Software development and economics

One of the delights of working in the IT field is that it interacts with so many other fields. On one side is the "user" areas: user interface design, user experience, and don't forget accessibility and section 508 compliance. On the other side is hardware, networking, latency, CPU design, caching and cache invalidation, power consumption, power dissipation, and photolithography.

And then there is economics. Not the economics of buying a new server, or the economics of cloud computing, but "real" economics, the kind used to analyze nations.

Keynesian economics, in short, says that during an economic downturn the government should spend money even if it means accumulating debt. By spending, the government keeps the economy going and speeds the recovery. Once the economy has recovered, the government reduces spending and pays down the debt.

Thus, Keynesian economics posits two stages: one in which the government accumulates debt and one in which the government reduces debt.

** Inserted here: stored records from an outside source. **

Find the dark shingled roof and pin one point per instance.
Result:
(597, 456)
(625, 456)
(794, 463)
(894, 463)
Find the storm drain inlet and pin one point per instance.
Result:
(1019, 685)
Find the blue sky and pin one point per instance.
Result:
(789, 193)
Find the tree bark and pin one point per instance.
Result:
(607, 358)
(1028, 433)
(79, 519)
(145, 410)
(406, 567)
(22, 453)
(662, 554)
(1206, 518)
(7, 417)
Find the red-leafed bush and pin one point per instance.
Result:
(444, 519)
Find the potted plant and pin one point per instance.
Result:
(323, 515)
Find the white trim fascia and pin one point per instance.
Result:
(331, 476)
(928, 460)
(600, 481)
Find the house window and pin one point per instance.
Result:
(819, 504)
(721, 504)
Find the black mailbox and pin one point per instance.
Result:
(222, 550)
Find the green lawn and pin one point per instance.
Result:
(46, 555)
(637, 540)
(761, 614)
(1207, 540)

A "normal" economy will shift from recession to boom (and back), and the government should shift from debt accumulation to debt payment (and back).

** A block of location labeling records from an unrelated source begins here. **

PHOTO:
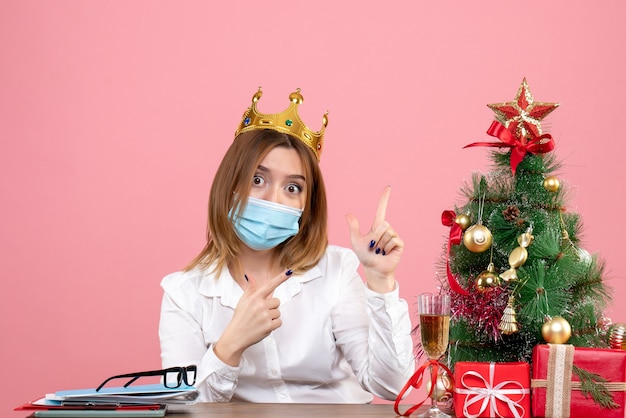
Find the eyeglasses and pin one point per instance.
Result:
(173, 377)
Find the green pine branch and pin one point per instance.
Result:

It strikes me that this two-cycle approach to fiscal policy is much like Agile development.

The normal view of Agile development is the introduction of small changes, prioritized and reviewed by stakeholders, and tested with automated means. Yet a different view of Agile shows that it is much like Keynesian economics.

If the code corresponds to the economy, and the development team corresponds to the government, then we can build an analogy. The code shifts from an acceptable state to an unacceptable state, due to a new requirement that is not met. In response, the development team implements the new requirement but does so in a way that incurs debt. (The code is messy and needs to be refactored.) At this point, the development team has incurred technical debt.

But since the requirement has been implemented, the code is now in an acceptable state. (That is, the recession is over and the economy has recovered.) At this point, the development team must pay down the debt, by improving the code.

The two-cycle operation of "code and refactor" matches the economic version of "spend and repay".

The economists have it easy, however. Economic downturns occur, but economic recoveries provide a buffer time between them. Development teams must face stakeholders, who once they have a working system, too often demand additional changes immediately. There is no natural "boom time" to allow the developers to refactor the code. Only strong management can enforce a delay to allow for refactoring.